Here we eavesdrop on the detective and his wife discussing a case in Nicholas Blake’s The Beast Must Die (1938, Ch. 10 of the last section), and what strikes me is that “Blake” assumed that his Golden Age English detective novel readers could more or less identify Émile Gaboriau, one of the precursors of the detective novel.  Or maybe they could not; maybe this was an extremely private joke of “Blake’s.”

In the first Sherlock Holmes novel, A Study in Scarlet (1887), Watson brings up Gaboriau, only to have Holmes dismiss his most famous detective, M. Lecoq, as a “’miserable bungler…  That book made me positively ill.’”

For some reason I recently read a Gaboriau novel, Corde au cou (Rope around the Throat, 1873), a 500-pager* that does not feature Lecoq (although he is mentioned), but another detective, M. Goudar, who does not appear until page 300 or so.  My first glimpse of him is on a ladder, where “he was covering his superb trellised chasselas grapes in horsehair sacks” (303, translations all mine).  The last line of the novel, after wrapping up everyone else’s story: “And Goudar, nursery gardener, sells the most beautiful peaches in Paris.”

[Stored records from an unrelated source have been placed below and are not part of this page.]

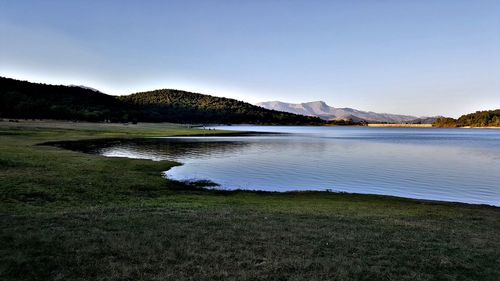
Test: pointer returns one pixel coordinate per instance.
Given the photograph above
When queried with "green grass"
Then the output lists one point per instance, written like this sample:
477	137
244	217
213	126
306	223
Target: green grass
65	215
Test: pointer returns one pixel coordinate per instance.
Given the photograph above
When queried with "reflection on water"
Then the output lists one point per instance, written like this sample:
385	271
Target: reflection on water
452	165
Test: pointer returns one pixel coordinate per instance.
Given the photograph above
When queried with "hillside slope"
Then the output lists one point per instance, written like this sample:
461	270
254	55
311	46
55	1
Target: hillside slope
22	99
175	105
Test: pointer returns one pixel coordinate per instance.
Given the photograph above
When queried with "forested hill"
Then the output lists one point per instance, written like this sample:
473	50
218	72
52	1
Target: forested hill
489	118
22	99
178	104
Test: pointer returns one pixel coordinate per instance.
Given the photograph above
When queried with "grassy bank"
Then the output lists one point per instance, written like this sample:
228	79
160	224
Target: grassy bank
70	216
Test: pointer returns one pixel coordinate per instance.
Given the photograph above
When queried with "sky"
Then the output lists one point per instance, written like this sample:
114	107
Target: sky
425	58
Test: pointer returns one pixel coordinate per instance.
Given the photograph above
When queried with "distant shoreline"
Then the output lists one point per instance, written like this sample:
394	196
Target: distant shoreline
401	125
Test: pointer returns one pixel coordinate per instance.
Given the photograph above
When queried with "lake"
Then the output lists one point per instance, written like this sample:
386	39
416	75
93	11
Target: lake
439	164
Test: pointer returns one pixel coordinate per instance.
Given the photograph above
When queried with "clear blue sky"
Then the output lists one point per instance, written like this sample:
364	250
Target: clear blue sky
406	56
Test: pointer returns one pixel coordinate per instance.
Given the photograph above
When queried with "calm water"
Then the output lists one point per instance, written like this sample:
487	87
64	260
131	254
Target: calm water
441	164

Goudar is also a master of disguise: “’What would a policeman be who did not know how to disguise himself,’ he interrupted” (356).

I am just saying that some of this should look awfully familiar to readers of a certain era of English detective fiction.  Still, no detective until page 300; this is not itself exactly a detective novel (although come to think of it that Blake novel does not introduce the detective until the 50% mark).

What else is in Corde au cou?  How about some plot:

A count is shot, seriously injured, and his farm is burned.  Two men die fighting the fire.  A neighboring nobleman, Jacques de Boiscoran is implicated by a range of evidence, and he refuses to defend himself.  What is he hiding; who is he protecting?  Lawyers do the detecting for a while, first the prosecutor and then the defense attorney (I am substituting the equivalent American roles).  Corde au cou  is more like a “judicial novel,” with lots of lawyers and courtroom scenes.  The defense attorney discovers that his client, Boiscoran, has for many years had a love affair with his neighbor the countess, but has recently dumped her to marry someone else.  So now we have many motives, both for Boiscoran to attack her husband, and for the vengeful countess to frame her former lover.  All right, there’s a tangle.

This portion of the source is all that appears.